Data Science Processes
Depending on the nature of your data science project, you project may follow different processes. Here I will briefly describe two similar, albeit not identical data science processes.
Starting your data science project with questions lead to the following mini process:
- Determine what questions you want answered.
- Determine what data needs to be collected to answer that data.
- If necessary, specify an experiment that could collect that data.
- Execute experiment and collect the data.
- Analyze the data.
- Obtains answers to the questions.
You may have to cycle through the process a few times before you have your answers.
You can also start a data science project with a thesis. Your data science project is then attempting to prove or disprove this thesis - the assumption. This is the process often used in Lean Startup projects, where data science is used to find out what the customers want. But, this process could also be used in standard scientific research projects to prove / disprove a scientific thesis. Starting your data science project with a thesis leads to the following mini process:
- Formulate thesis.
- Determine what data could prove or disprove the thesis.
- Specify an experiment that could collect that data.
- Execute experiment and collect data.
- Analyze the data.
- Prove or disprove thesis.
You may have to cycle through the process a few times before you have proved or disproved your thesis.
Business Intelligence - Data Science in Business
Business intelligence is a branch of data science used in business. The purpose of business intelligence is to extract information from data that enables a company to improve its business. For instance, information that enable the company to increase revenue or decrease costs. The data can be collected by the company itself, or be third party data obtained from research institutes, governments etc. Often a mix of data sources will be used.

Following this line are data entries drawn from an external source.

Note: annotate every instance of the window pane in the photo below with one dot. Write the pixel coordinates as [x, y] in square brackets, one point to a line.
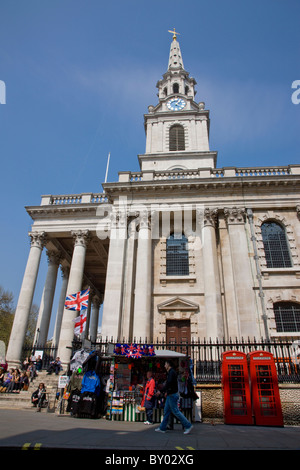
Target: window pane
[275, 244]
[287, 316]
[177, 256]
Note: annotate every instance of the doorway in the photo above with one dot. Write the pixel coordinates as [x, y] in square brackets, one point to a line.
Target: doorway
[179, 334]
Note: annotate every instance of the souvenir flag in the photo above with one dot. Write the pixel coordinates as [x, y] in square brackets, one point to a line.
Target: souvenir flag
[78, 301]
[80, 323]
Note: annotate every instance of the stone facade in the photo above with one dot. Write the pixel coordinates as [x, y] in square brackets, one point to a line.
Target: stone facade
[117, 242]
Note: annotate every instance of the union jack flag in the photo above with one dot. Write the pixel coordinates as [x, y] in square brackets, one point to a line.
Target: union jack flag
[78, 301]
[80, 323]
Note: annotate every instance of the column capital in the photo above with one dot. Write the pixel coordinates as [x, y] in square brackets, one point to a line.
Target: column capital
[210, 217]
[81, 237]
[65, 271]
[38, 239]
[235, 215]
[96, 301]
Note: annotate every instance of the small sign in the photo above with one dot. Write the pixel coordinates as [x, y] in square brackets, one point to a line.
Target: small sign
[63, 381]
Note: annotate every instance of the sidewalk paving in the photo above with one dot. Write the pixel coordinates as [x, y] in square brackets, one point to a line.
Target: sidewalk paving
[20, 429]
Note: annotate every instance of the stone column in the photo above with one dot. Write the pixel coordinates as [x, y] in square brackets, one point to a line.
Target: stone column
[113, 299]
[81, 238]
[17, 337]
[61, 305]
[243, 281]
[143, 284]
[126, 330]
[96, 302]
[43, 322]
[212, 288]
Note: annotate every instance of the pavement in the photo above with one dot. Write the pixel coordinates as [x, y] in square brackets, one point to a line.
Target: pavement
[29, 430]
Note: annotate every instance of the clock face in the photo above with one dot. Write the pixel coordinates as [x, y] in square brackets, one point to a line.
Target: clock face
[176, 104]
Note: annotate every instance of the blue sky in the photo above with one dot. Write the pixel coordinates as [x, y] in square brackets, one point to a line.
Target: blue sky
[80, 74]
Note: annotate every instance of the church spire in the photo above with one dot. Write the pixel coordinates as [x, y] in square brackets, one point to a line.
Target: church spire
[175, 58]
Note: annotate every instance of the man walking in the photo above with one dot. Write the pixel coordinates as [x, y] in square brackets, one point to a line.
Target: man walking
[148, 398]
[171, 405]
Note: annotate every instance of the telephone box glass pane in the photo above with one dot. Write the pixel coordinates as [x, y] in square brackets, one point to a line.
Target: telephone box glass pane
[237, 390]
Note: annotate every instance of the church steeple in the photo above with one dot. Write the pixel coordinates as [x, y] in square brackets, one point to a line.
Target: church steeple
[175, 58]
[177, 128]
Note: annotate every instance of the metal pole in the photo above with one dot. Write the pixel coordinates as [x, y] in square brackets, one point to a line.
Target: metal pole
[258, 275]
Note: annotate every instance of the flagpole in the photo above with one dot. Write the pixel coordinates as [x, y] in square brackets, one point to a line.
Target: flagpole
[108, 158]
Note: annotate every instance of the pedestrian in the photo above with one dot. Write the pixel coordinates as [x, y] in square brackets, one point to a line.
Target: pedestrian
[149, 397]
[171, 405]
[39, 396]
[55, 366]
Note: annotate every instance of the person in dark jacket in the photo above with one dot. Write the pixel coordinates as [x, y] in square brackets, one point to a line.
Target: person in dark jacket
[171, 405]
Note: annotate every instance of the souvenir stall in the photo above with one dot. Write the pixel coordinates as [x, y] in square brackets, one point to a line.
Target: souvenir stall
[86, 388]
[128, 371]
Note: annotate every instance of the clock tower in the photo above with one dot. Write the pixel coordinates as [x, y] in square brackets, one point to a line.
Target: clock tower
[177, 128]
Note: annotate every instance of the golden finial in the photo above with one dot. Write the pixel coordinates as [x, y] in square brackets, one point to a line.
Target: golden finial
[174, 34]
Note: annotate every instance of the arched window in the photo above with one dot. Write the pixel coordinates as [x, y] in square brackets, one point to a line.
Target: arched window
[177, 255]
[287, 316]
[276, 246]
[176, 138]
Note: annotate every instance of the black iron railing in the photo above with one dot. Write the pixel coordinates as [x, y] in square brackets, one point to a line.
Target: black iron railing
[206, 355]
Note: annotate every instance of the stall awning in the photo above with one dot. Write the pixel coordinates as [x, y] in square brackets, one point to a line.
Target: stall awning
[161, 353]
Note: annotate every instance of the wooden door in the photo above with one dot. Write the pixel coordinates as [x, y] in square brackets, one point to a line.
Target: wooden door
[179, 334]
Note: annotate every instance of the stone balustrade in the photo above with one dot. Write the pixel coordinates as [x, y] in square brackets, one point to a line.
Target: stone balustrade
[178, 174]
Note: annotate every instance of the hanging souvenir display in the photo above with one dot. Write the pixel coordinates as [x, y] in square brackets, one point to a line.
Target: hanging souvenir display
[135, 351]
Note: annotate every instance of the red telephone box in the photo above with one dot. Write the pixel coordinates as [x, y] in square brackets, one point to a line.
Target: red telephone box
[264, 388]
[236, 388]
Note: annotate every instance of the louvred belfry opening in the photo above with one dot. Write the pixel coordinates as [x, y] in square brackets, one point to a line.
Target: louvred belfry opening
[177, 141]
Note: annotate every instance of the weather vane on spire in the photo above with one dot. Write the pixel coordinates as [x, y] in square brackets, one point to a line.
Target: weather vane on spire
[174, 34]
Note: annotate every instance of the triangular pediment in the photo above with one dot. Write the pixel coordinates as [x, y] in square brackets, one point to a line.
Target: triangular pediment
[178, 303]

Business intelligence varies from very simple to very advanced calculations. Even the smallest of businesses can benefit from a minimum of business intelligence. The benefits of business intelligence are usually biggest (in percentages) in the beginning, when going from no business intelligence to some business intelligence. As your knowledge of the business grows deeper and you have already optimized a lot, there will be less and less potential for optimization.
Data Science Techniques
Even though most data science projects are different they often use many of the same techniques. These techniques are typically a combination of math and computer science. Here are some of the more commonly used data science techniques:
- Mathematical Analysis
- Data Mining
- Artificial Intelligence
Over time this, and other tutorial trails here on tutorials.jenkov.com will explain these techniques.